AFFAIRE ORHA c. ROUMANIE

(Requête no 1486/02)

ARRÊT

STRASBOURG

12 octobre 2006

DÉFINITIF

12/01/2007

Cet arrêt deviendra définitif dans les conditions définies à l'article 44 § 2 de la Convention. Il peut subir des retouches de forme.


En l'affaire Orha c. Roumanie,

La Cour européenne des Droits de l'Homme (troisième section), siégeant en une chambre composée de :

MM. J. Hedigan, président,
C. Bîrsan,
V. Zagrebelsky,
Mme A. Gyulumyan,
MM. E. Myjer,
David Thór Björgvinsson,
Mme I. Berro-Lefevre, juges,

et de M. V. Berger, greffier de section,

Après en avoir délibéré en chambre du conseil le 21 septembre 2006,

Rend l'arrêt que voici, adopté à cette date :

PROCÉDURE

1. A l'origine de l'affaire se trouve une requête (no 1486/02) dirigée contre la Roumanie et dont deux ressortissants de cet Etat, M. IoanAlexandru Orha et Mme Ligia-Mariana Orha (« les requérants »), ont saisi la Cour le 24 juillet 2001 en vertu de l'article 34 de la Convention de sauvegarde des Droits de l'Homme et des Libertés fondamentales (« la Convention »).

2. Le gouvernement roumain (« le Gouvernement ») est représenté par son agent, Mme B. Ramaşcanu, du ministère des Affaires étrangères.

3. Le 6 septembre 2005, la Cour (troisième section) a décidé de communiquer la requête au Gouvernement.
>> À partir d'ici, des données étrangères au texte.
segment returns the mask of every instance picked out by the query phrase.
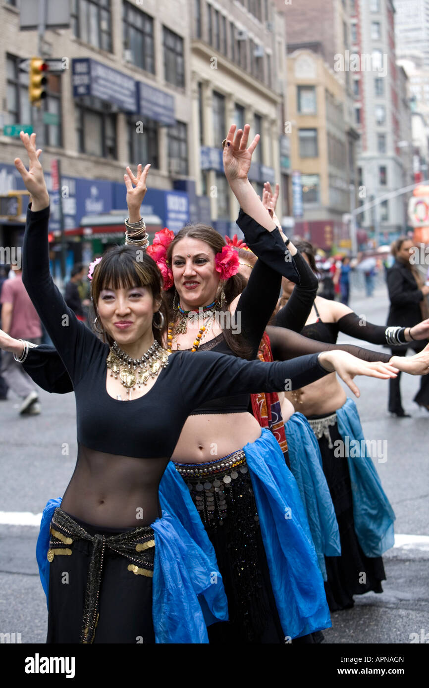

Se prévalant de l'article 29 § 3, elle a décidé que seraient examinés en même temps la recevabilité et le bien-fondé de l'affaire.

EN FAIT

I. LES CIRCONSTANCES DE L'ESPÈCE

4. Les requérants (mari et femme) sont nés respectivement en 1955 et 1966 et résident à Toronto, Canada.

5. Le 14 août 1996, les autorités municipales de Satu Mare décidèrent l'expropriation pour cause d'utilité publique de plusieurs biens immobiliers appartenant aux requérants. Ces derniers y consentirent.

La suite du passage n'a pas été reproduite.